Permission to Appeal

[12] In unfair dismissal matters, permission to appeal can only be granted if the Commission considers that it is in the public interest to do so: s.400 (1) of the Act. The way in which the public interest may be attracted has been described as follows 2:

    “... the public interest might be attracted where a matter raises issue of importance and general application, or where there is a diversity of decisions at first instance so that guidance from an appellate court is required, or where the decision at first instance manifests an injustice, or the result is counter intuitive or that the legal principles applied appear disharmonious when compared with other recent decisions dealing with similar matters. 

[13] The decision under appeal is a discretionary one. Such a decision can only be challenged on appeal if it is shown that the discretion was not exercised correctly. It is not open to an appeal bench to substitute its view on the matters that fell for determination in the absence of error of an appealable nature in the decision at first instance. We have considered all of the grounds of appeal and the arguments advanced in relation to them.

[14] As to the first ground, we accept that the date of the new contract in the Deputy President’s decision is not correct. However we do not believe that the mistake was of any significance to the conclusions he reached.

[15] In our view the second ground does not have substance. The Deputy President evaluated the evidence of Ms Shone’s conduct in relation to the grounds of termination that Compac had lost faith and confidence in her. While such grounds are more serious than unsatisfactory performance issues, there is a clear overlap between the concepts of unsatisfactory performance and losing faith and confidence. The matters involved financial irregularities that operated to Ms Shone’s financial advantage and arose from accounting practices that were not transparent. It is clear from a full reading of the Deputy President’s decision that he considered all of the evidence and made relevant findings that provided a basis for his conclusion.

[16] The third ground of appeal seeks to challenge findings made by the Deputy President based on various aspects of the evidence, not summarised by his Honour or not considered persuasive by him. This ground seeks to re-argue the factual circumstances based on the evidence led in the matter. It is evident from his Honour’s decision that the circumstances concerned a small employer who entrusted much of the financial matters of the business to Ms Shone.

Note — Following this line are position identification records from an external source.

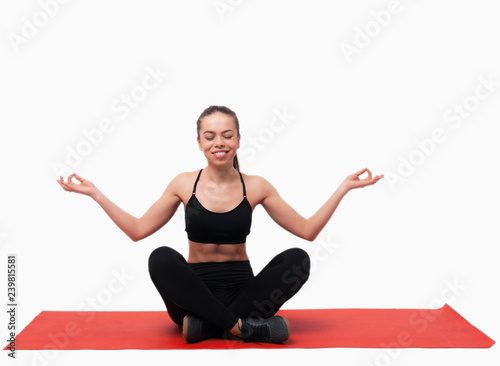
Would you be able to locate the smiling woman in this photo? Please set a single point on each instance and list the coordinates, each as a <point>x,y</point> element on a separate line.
<point>215,292</point>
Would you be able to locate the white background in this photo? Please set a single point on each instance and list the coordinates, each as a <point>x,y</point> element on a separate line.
<point>396,245</point>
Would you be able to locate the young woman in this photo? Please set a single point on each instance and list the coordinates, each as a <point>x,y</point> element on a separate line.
<point>215,292</point>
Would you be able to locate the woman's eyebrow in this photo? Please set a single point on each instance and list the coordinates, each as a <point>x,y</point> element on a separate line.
<point>222,131</point>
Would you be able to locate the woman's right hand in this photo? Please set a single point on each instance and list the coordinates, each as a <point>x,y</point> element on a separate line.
<point>85,187</point>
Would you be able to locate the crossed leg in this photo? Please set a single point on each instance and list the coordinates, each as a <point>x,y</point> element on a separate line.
<point>184,292</point>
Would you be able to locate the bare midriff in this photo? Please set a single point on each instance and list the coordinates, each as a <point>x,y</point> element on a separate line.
<point>205,252</point>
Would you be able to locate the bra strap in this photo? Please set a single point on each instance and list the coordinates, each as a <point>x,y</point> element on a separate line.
<point>195,183</point>
<point>244,189</point>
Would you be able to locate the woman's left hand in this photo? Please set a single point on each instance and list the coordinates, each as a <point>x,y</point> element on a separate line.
<point>352,181</point>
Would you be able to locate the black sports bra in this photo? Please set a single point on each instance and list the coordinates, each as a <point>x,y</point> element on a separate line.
<point>204,226</point>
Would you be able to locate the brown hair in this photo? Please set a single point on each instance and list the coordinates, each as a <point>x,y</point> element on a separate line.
<point>222,109</point>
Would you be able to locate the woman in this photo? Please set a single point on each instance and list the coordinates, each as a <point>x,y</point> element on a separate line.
<point>215,292</point>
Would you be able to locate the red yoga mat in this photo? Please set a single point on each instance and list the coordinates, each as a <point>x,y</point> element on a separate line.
<point>318,328</point>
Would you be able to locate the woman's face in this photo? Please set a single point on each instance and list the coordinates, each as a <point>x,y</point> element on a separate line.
<point>218,133</point>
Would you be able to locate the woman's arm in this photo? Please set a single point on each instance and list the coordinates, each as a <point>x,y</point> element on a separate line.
<point>135,228</point>
<point>309,229</point>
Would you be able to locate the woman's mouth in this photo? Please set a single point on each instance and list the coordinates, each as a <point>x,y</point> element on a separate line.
<point>220,154</point>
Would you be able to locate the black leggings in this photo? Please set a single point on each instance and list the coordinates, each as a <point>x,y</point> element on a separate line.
<point>220,292</point>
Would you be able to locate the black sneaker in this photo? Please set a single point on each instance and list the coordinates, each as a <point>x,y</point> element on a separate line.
<point>195,329</point>
<point>275,329</point>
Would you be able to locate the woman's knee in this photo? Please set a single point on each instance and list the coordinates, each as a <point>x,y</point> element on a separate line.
<point>162,257</point>
<point>299,257</point>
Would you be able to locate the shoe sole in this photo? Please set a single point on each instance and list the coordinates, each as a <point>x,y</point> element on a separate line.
<point>289,330</point>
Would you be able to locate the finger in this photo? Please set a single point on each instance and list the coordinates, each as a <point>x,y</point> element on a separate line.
<point>361,171</point>
<point>65,186</point>
<point>78,177</point>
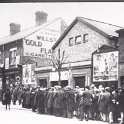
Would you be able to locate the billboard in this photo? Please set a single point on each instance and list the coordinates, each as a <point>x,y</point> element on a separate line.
<point>105,66</point>
<point>39,44</point>
<point>28,74</point>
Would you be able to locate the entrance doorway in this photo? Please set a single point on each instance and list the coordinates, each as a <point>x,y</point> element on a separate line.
<point>43,82</point>
<point>80,81</point>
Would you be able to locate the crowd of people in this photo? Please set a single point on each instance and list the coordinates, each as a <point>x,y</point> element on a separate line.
<point>97,103</point>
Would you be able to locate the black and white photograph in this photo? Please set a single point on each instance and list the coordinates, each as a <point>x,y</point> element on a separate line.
<point>62,63</point>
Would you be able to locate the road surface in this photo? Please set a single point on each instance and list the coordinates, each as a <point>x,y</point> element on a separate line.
<point>19,115</point>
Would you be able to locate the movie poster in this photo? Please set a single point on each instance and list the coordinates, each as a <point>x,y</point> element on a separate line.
<point>105,66</point>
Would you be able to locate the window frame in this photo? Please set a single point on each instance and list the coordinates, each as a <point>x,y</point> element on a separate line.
<point>78,36</point>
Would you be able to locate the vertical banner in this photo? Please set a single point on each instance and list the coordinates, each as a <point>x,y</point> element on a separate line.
<point>28,74</point>
<point>6,63</point>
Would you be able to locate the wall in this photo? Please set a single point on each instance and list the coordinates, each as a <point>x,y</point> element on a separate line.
<point>83,51</point>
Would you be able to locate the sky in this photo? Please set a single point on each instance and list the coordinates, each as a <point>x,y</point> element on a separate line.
<point>24,13</point>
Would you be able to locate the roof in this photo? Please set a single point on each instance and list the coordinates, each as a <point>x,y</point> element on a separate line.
<point>104,49</point>
<point>29,31</point>
<point>106,29</point>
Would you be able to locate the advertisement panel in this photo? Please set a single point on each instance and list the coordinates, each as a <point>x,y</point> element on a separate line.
<point>28,74</point>
<point>40,43</point>
<point>105,66</point>
<point>54,76</point>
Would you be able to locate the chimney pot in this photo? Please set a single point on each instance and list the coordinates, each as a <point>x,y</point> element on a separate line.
<point>40,17</point>
<point>14,28</point>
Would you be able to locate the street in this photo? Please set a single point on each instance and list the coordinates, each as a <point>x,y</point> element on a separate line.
<point>19,115</point>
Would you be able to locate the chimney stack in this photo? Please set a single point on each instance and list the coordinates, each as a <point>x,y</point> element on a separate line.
<point>14,28</point>
<point>40,17</point>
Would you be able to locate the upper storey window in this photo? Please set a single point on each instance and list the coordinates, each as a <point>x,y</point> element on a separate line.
<point>12,56</point>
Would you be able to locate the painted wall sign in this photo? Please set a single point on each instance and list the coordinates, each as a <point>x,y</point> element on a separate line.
<point>35,43</point>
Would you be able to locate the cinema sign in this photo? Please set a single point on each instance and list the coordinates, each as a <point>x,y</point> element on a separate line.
<point>35,43</point>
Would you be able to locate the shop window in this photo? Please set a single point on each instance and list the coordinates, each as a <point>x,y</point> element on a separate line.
<point>80,81</point>
<point>43,50</point>
<point>78,39</point>
<point>85,38</point>
<point>71,41</point>
<point>12,56</point>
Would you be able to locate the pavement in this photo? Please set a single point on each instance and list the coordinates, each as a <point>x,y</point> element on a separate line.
<point>19,115</point>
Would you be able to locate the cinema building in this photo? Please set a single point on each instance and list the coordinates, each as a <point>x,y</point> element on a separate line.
<point>22,51</point>
<point>79,41</point>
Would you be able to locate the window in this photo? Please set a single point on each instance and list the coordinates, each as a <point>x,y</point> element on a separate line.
<point>12,56</point>
<point>71,41</point>
<point>43,50</point>
<point>78,39</point>
<point>85,38</point>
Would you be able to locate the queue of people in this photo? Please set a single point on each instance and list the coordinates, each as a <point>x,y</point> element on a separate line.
<point>97,103</point>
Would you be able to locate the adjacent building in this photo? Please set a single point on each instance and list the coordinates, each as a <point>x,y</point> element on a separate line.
<point>22,51</point>
<point>79,41</point>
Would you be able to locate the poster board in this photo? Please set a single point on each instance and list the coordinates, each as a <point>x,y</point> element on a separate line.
<point>105,66</point>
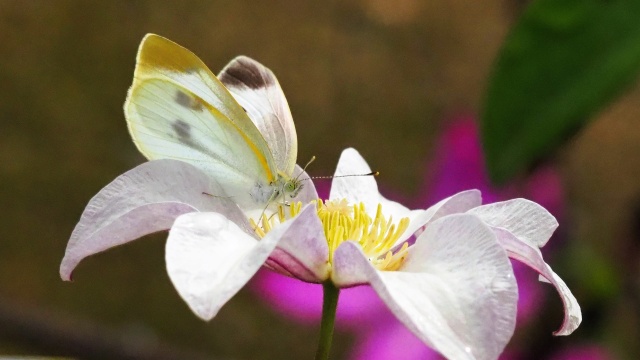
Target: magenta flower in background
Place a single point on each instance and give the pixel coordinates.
(458, 166)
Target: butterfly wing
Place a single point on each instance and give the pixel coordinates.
(177, 109)
(257, 90)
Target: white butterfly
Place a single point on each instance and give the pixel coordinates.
(237, 128)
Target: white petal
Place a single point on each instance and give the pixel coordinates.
(308, 192)
(458, 203)
(456, 291)
(531, 256)
(354, 189)
(209, 259)
(302, 251)
(142, 201)
(525, 219)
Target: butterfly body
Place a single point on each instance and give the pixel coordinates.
(238, 128)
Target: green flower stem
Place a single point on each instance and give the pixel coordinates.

Based on a review of the financial circumstances by its new Business Manager, Mr Grant, it formed the view that previous financial dealings were not sound. There is considerable conflict in the evidence over many of the matters that gave rise to the concerns of Mr Grant and senior management. The Deputy President heard this evidence and evaluated it in making the findings that he made. It has not been demonstrated that his Honour made any errors in the assessment of this evidence or the exercise of his discretion in the matter.

[17] We are also of the view that the fourth and fifth grounds lack substance. The Deputy President did consider each of the factors in s.387 of the Act in the extract from his decision set out above. It has not been shown that his Honour did not exercise the discretion vested in the Commission or that there are any errors in the decision-making process.

[18] For these reasons we are not of the view that the grounds of appeal have substance. Nor do we believe that, individually or collectively, the grounds attract the public interest. We therefore decline to grant permission to appeal and dismiss the application for permission to appeal.

VICE PRESIDENT WATSON

Appearances:

Ms J Shone appeared on her own behalf.

Mr P Mullally on behalf of Compaq Marketing Pty Ltd.

Hearing details:

2014.

Sydney (and VC to Perth).

11 February.

Final written submissions:

Ms Shone, 17 January 2014

 1  [2013] FWC 7662.

 2   GlaxoSmithKline Australia Pty Ltd v Colin Makin [2010] FWAFB 5343, at [27].